MMOC_vignette

library(MMOC)

## For plotting
library(plotly)
#> Loading required package: ggplot2
#> 
#> Attaching package: 'plotly'
#> The following object is masked from 'package:ggplot2':
#> 
#>     last_plot
#> The following object is masked from 'package:stats':
#> 
#>     filter
#> The following object is masked from 'package:graphics':
#> 
#>     layout

This R package contains function for simulating multi-view data, calculating kernels from raw data, calculating graph Laplacians from kernel functions, and estimating joint clustering spaces for multi-view spectral clustering. The joint spaces are estimated using different approaches both based on the flag manifold.

Data Simulation

clustStruct

We provide the clustStruct function (as in, “cluster structure”) to simulate multi-view data sets. The data sets are all simulated from a multivariate normal distribution using the mvrnorm function from the MASS package. The data sets will all have the same sample size, n. You can control the number of features within each view using p and the number of clusters in each view using k.

Data are simulated from a \(MVN(\mu,I)\) distribution. The mean \(\mu\) is drawn from the vector \([0, 2^{1:k-1}]\), e.g., if \(k=3\), we draw a third of the data from \(MVN(0,\tau I)\), a third from \(MVN(2,\tau I)\), and a third from \(MVN(4,\tau I)\). In other words, each subset is draw from an \(MVN\) distribution with a mean 2 larger than the previous.
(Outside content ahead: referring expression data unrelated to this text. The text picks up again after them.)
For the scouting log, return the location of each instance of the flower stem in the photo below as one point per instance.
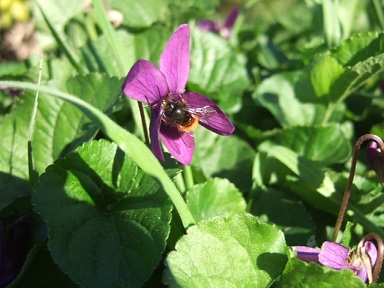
(348, 188)
(188, 177)
(143, 122)
(380, 250)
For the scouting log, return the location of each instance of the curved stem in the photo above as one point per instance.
(347, 192)
(380, 254)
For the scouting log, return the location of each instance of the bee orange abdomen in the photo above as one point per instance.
(190, 126)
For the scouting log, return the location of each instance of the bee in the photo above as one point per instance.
(184, 118)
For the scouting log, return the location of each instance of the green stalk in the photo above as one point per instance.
(379, 12)
(129, 143)
(188, 177)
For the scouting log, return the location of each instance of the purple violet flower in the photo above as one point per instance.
(175, 113)
(224, 29)
(338, 257)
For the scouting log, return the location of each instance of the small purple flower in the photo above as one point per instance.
(338, 257)
(224, 29)
(175, 113)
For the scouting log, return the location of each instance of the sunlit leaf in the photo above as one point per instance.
(214, 197)
(107, 221)
(60, 127)
(229, 251)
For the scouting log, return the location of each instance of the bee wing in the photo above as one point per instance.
(202, 112)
When noiseDat="random" extra random noise is added to each view. This random noise is drawn from a \(MVN(0,\tau I)\) distribution where randNoise \(= \tau\). The final data supplied for each view is \(\tilde{Z}=Z+E\), where \(Z\sim MVN(\mu,I)\) and \(E \sim MVN(0,\tau I)\). The data are generated using mapply for k, p, and randNoise, meaning you can supply vectors for all three to create views with different numbers of clusters, features, and noise levels.

You may also supply an \(n\times p\) data frame to the noiseDat argument, in this case all simulated data must have p features.
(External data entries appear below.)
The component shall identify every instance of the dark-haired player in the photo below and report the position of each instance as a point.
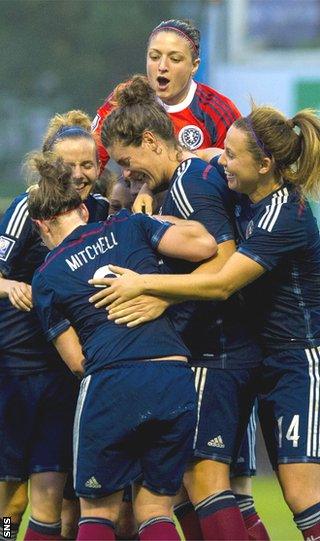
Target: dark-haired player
(135, 415)
(37, 444)
(139, 136)
(200, 115)
(273, 162)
Below is an example of simulating a three view study with 2, 3, and 4 clusters within each view, respectively. There are 60, 90, and 120 features in each view, respectively, and the same amount of random noise is added to each view (rn=4).

n <- 120 # Sample size
k <- c(2,3,4) # Number of clusters
p <- c(60, 90, 120) # Number of features
rn <- 4 # Amount of extra noise added to each cluster

dd <- clustStruct(n=n, p=p, k=k)

trueGroups

We understand that the true clustering structure can be confusing from our simulation procedure. We provide the trueGroups function to help with this. It gives a breakdown of the different clustering pairs from each view and gives the number of unique groupings in the Grps column. The data we simulated above has 6 unique groups to estimate.

trueGroups(n,k)
#>    V1 V2 V3 Grps
#> 1   1  1  1    1
#> 31  1  1  2    2
#> 41  1  2  2    3
#> 61  2  2  3    4
#> 81  2  3  3    5
#> 91  2  3  4    6

Graph Laplacians

We supply two functions to calculate graph Laplacians from real data sets. The first, kernelLaplacian, first calculates a kernel matrix to use as the graph adjacency matrix, \(A\). It then calculated the graph Laplacian from this kernel using the Laplacian function. If you would like to calculate your own adjacency matrix, you can use the Laplacian function instead.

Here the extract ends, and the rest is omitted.